Bryan Sykes, who saw the ancient past in genes, dies at 73
Bryan Sykes, an Oxford geneticist, made his name as a swashbuckling public intellectual by studying the DNA of an alpine iceman, taking on ethnographer Thor Heyerdahl’s theory about the peopling of Polynesia, and analyzing samples said to come from yetis, almas and sasquatches but which, he showed, actually came from bears, pigs and people — a disappointing result for Bigfoot hunters that didn’t keep one of them from naming him cryptozoologist of the year in 2013.
And it all started with a visit to the National Hamster Council.
A researcher specializing in inherited bone diseases who was drawn into the burgeoning field of ancient DNA in the late 1980s, Sykes had a hunch that mitochondrial DNA, which passes largely intact from mother to child, could be used to trace the deep origins of human populations. But he needed a way to test his hypothesis.
He remembered learning as a boy that Britain’s millions of pet hamsters were descended from a single female caught in the wild, in Syria. In 1990, he contacted the head of the hamster council, who put him in touch with thousands of owners.

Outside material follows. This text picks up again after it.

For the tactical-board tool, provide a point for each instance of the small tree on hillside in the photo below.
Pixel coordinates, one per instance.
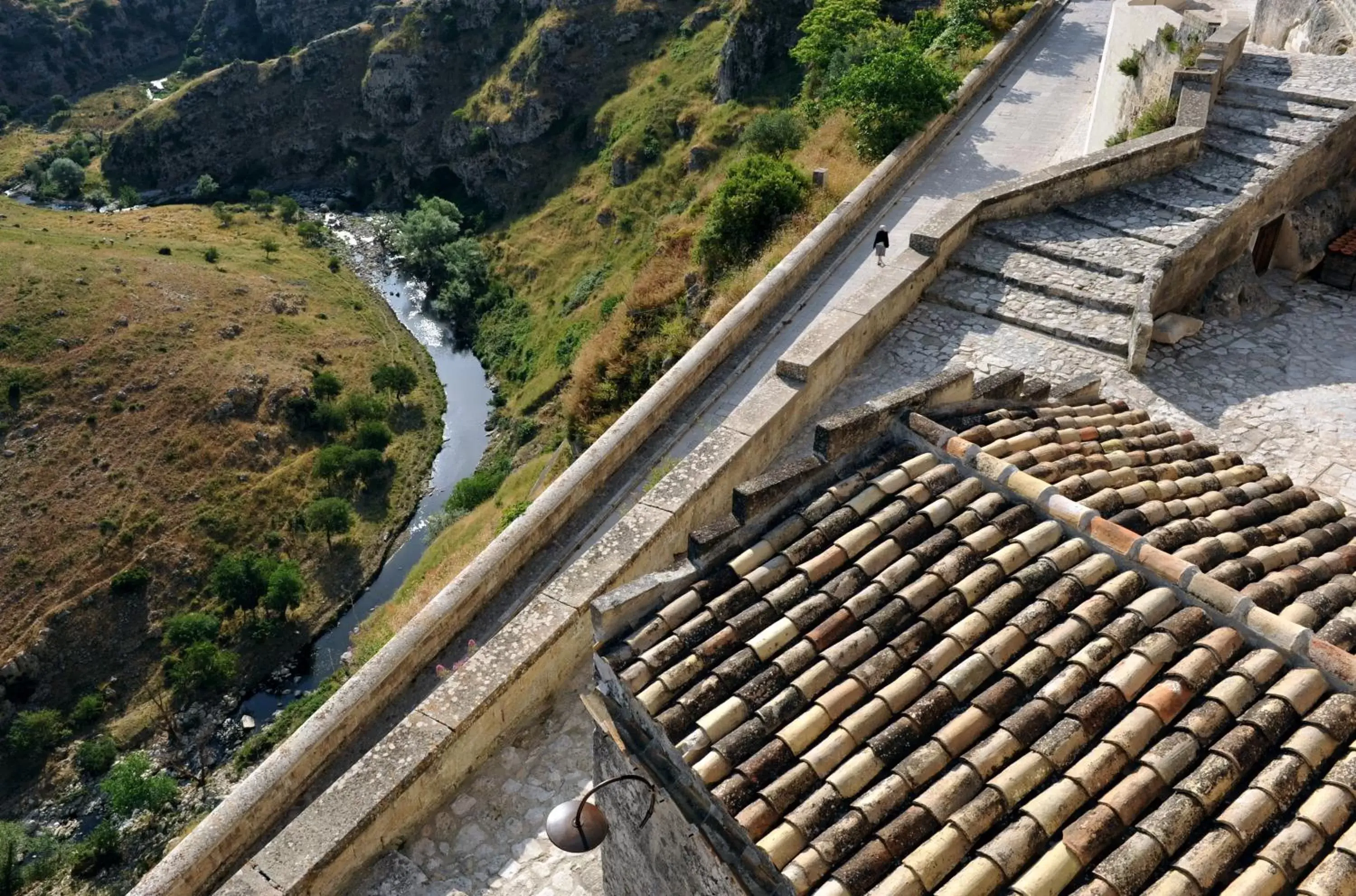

They gladly sent him samples from their pets’ stool, a DNA analysis of which showed that indeed they shared a common ancestor. Sykes was right.
What followed was a whirlwind public life for an academic who had built his career in the lab but who soon became one of Britain’s best-known scientists, popularizing cutting- edge technology through TV appearances and best selling books that gave millions of people access to their distant pasts.